En juillet 1944, un peu plus d'un mois après avoir participé au débarquement de Normandie, Jean-Paul Dufour a été fait prisonnier par les Allemands. «Nous étions en France et on marchait depuis des semaines lorsqu'on a été encerclés par les Allemands, qui nous tiraient dessus. Mon compagnon a été tué devant mes yeux. J'y repense encore aujourd'hui. Les Allemands nous ont enfermés dans une grange, avec deux gars postés à l'entrée avec des mitraillettes», a raconté le vétéran, lorsque rencontré chez lui.

Jean-Paul Dufour a ensuite été conduit jusqu'en Allemagne, où il a été contraint de travailler dans des mines de charbon durant huit longs mois. Nourri au pain noirci et à l'eau, le vétéran s'est rapidement affaibli et a été grièvement blessé au dos en travaillant. Encore aujourd'hui, il doit porter un corset pour supporter son dos.

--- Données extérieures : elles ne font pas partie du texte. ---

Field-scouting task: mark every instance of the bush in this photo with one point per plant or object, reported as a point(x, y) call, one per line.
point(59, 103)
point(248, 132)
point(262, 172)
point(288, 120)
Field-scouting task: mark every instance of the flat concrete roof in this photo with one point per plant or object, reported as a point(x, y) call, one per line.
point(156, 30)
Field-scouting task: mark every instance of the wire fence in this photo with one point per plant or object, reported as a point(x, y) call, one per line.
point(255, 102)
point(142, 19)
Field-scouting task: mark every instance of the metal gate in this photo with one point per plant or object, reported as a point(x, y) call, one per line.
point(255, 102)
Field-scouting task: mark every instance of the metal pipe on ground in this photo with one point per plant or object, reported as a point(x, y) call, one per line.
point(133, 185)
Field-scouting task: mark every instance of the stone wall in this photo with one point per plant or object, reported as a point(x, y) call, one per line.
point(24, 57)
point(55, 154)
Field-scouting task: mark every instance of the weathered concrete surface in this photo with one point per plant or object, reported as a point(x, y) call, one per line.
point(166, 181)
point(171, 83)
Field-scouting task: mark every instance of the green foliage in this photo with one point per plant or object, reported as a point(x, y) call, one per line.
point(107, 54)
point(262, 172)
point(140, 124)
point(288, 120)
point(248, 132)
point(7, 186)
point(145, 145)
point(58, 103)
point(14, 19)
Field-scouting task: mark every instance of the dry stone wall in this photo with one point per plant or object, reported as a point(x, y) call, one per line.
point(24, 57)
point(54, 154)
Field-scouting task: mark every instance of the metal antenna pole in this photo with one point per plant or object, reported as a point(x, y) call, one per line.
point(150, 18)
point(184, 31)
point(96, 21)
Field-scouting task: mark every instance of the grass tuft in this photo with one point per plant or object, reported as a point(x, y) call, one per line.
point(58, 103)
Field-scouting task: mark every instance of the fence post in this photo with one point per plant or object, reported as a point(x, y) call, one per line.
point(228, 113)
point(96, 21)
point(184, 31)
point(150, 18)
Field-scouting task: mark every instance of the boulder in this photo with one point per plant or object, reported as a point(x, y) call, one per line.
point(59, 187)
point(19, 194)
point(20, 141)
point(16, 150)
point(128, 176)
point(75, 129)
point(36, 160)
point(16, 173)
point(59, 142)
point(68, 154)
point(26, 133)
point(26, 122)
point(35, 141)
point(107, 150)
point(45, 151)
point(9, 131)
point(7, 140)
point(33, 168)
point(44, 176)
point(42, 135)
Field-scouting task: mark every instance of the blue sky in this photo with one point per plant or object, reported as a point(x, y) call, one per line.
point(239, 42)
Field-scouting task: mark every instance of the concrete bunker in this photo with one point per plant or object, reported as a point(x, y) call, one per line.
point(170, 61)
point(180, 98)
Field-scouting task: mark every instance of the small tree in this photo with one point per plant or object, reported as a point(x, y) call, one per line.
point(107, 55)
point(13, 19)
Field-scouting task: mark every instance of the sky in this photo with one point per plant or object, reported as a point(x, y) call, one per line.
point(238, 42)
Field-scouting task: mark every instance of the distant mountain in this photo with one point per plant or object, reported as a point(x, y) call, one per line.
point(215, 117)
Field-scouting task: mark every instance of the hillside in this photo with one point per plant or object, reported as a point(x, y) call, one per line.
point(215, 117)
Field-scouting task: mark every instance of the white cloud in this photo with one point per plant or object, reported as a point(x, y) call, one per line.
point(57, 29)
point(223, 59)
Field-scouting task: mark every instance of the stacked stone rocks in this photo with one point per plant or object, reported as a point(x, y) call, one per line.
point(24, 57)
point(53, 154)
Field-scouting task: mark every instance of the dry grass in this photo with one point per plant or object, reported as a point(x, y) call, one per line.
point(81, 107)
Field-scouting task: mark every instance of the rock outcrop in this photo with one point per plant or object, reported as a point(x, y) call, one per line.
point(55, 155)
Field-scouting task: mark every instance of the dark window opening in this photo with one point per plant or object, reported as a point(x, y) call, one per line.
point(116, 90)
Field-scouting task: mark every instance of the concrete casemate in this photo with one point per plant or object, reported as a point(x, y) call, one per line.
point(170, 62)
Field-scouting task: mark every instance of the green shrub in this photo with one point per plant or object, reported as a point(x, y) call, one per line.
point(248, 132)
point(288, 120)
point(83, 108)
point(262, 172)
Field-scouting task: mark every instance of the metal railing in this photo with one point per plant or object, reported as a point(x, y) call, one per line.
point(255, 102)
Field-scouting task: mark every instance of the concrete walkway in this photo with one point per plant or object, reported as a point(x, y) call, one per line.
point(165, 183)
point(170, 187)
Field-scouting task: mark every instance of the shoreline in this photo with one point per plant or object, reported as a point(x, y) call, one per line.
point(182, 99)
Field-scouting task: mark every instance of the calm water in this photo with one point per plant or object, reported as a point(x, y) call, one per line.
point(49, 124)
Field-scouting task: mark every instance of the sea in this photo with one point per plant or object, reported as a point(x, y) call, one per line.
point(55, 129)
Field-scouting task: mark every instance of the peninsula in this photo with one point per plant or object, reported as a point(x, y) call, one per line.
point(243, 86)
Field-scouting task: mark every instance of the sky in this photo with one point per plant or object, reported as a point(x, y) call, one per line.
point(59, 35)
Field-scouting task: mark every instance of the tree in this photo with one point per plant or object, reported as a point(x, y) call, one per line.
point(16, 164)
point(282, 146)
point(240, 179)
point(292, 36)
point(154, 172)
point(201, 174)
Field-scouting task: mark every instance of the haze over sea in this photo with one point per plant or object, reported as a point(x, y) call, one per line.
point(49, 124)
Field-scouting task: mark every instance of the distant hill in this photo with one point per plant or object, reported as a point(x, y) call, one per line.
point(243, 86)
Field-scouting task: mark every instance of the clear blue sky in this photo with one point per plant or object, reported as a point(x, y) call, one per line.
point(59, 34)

Finalement, après des mois de calvaire, Jean-Paul Dufour et ses compatriotes ont été libérés par les Américains. Il a ensuite abouti en Belgique, puis en Angleterre, avant de revenir au pays, peu de temps avant la fin de la guerre.

Soixante-dix ans plus tard, il pense à cette époque tous les jours. «Je vais souvent dehors pour fumer mon cigare, tranquille dans ma chaise. Et je pense à ce qui s'est passé là-bas. Je pense à ce que j'ai vu, comme mon ami qui s'est fait tuer devant moi», a affirmé le père de sept filles.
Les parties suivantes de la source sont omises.